There’s nothing certain in a man’s life except this:  That he must lose it.  ~Aeschylus, Agamemnon

People living deeply have no fear of death.  ~Anaiïs Nin, Diary, 1967

As a well-spent day brings happy sleep, so a life well used brings happy death.  ~Leonardo da Vinci

This entry was posted in death, dying, Faouzi Skali, gratitude, joy, life, life, love, morality, spirituality and tagged , , , , , , . Bookmark the permalink.

6 Responses to Like You Were Dying

  1. kianys says:

    “Life. While it may not always be a figurative “Happy Meal”, it’s the biggest and best banquet in town. And as a good friend of mine is fond of saying, “It’s all that and a bag of chips.” So, eat well! And remember to say “Thank You” each and every day!”
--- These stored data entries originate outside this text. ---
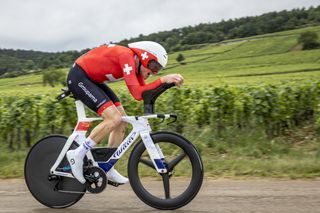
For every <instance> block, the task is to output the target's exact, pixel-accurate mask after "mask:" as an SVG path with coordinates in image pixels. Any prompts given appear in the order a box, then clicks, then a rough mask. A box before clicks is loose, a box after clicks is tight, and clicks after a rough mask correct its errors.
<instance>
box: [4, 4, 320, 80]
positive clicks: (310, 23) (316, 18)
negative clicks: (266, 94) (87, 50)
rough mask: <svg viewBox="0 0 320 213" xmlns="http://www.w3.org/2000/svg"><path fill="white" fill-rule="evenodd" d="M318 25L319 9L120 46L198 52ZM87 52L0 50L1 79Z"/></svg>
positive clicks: (222, 21) (124, 41) (297, 10)
mask: <svg viewBox="0 0 320 213" xmlns="http://www.w3.org/2000/svg"><path fill="white" fill-rule="evenodd" d="M319 24H320V6H318V7H315V8H314V7H310V8H308V9H305V8H301V9H293V10H291V11H285V10H284V11H280V12H271V13H266V14H262V15H260V16H255V17H243V18H238V19H234V20H227V21H224V20H223V21H221V22H219V23H202V24H199V25H196V26H187V27H182V28H178V29H173V30H170V31H163V32H158V33H152V34H150V35H140V36H139V37H137V38H131V39H125V40H122V41H120V42H118V43H119V44H122V45H126V44H128V43H130V42H134V41H138V40H151V41H157V42H159V43H161V44H162V45H164V46H165V47H166V49H167V50H168V51H169V52H171V53H173V52H177V51H181V50H188V49H198V48H199V47H202V46H203V44H207V43H215V44H216V43H219V42H222V41H226V40H231V39H236V38H246V37H249V36H256V35H263V34H267V33H274V32H281V31H286V30H291V29H297V28H302V27H306V26H316V25H319ZM87 50H88V49H85V50H82V51H66V52H57V53H46V52H39V51H32V50H12V49H0V78H1V77H2V78H3V77H16V76H19V75H23V74H27V73H31V72H37V71H41V69H47V68H66V67H69V66H70V64H72V63H73V61H74V60H75V59H76V58H77V57H79V56H80V55H82V54H83V53H84V52H86V51H87Z"/></svg>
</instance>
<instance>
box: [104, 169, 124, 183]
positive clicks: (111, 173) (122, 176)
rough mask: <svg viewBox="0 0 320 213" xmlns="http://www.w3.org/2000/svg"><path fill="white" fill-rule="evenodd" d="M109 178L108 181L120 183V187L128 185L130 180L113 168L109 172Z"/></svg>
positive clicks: (108, 172)
mask: <svg viewBox="0 0 320 213" xmlns="http://www.w3.org/2000/svg"><path fill="white" fill-rule="evenodd" d="M107 178H108V181H111V182H114V183H118V184H120V185H122V184H125V183H128V182H129V179H128V178H126V177H123V176H122V175H121V174H120V173H119V172H118V171H117V170H115V169H114V168H113V167H112V168H111V169H110V170H109V171H108V172H107Z"/></svg>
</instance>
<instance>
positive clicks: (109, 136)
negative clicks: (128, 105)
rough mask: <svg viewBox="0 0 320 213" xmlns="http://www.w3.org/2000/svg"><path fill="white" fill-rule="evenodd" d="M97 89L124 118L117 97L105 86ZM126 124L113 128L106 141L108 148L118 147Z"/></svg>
mask: <svg viewBox="0 0 320 213" xmlns="http://www.w3.org/2000/svg"><path fill="white" fill-rule="evenodd" d="M99 87H100V88H101V89H102V90H103V91H104V92H105V93H106V94H107V95H108V97H110V99H111V100H112V102H113V103H114V105H115V106H116V107H117V110H118V111H119V113H120V114H121V116H126V115H127V114H126V112H125V110H124V108H123V106H122V104H121V102H120V101H119V98H118V97H117V95H116V94H115V93H114V92H113V91H112V90H111V89H110V88H109V87H108V86H107V85H105V84H100V85H99ZM127 126H128V124H127V123H126V122H124V121H121V123H120V124H119V125H118V126H116V127H115V128H114V130H113V131H112V132H111V133H110V136H109V140H108V147H110V148H111V147H112V148H115V147H118V146H119V145H120V143H121V142H122V140H123V138H124V134H125V131H126V128H127Z"/></svg>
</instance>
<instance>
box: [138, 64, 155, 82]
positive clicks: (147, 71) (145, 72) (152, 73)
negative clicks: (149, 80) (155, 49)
mask: <svg viewBox="0 0 320 213" xmlns="http://www.w3.org/2000/svg"><path fill="white" fill-rule="evenodd" d="M152 74H153V73H152V71H151V70H150V69H148V68H146V67H144V66H143V65H141V67H140V75H142V77H143V79H145V80H146V79H147V78H149V76H150V75H152Z"/></svg>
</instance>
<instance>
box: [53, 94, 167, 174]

    – You nailed it with this! I admit that I have a hard time being grateful for every day stuff I take for granted. I’m not spoiled (or maybe I am but not more than any other middle class person living in the western society), I’m just so distracted with replaying worst-case-scenarios for future situations in my head (in an attempt to be prepared or so I tell myself at least), that I tend to forget the living part.

    On the other hand I’m pretty aware of mortality – I think it comes with losing my mother at a young age. Death was and always will be an immanent part of life for me. Not a scary one. Just a very real factual kind of thing.

    The one thing I do do is to always tell my boyfriend or family or friends that I love them when I end a conversation or a visit with them. And not just a random I love you either. A sincere I love you (even though I may be pissed off at you right now) – I love you.

    This might be part of my dealing with my seperation anxiety though – my worst fear is not dying, it’s being abandoned

    • Thank you so much for your comments! You are not alone. I believe it’s a battle many of us here in the western world fight with ourselves. We know- but do we do? I lost my mother to cancer just this past summer. I can only imagine having that happen at such a young age. I’d imagine that fear of abandonment would be terribly hard to get over.
      I always say a sincere “I love you” too, because you never know…

  2. Such good advice. People who are aware of their mortality are generally – ironically – often less afraid of death.

  3. Focus not on the end of life. Instead, focus on the living of life as if every moment was a treasured gift, because it is.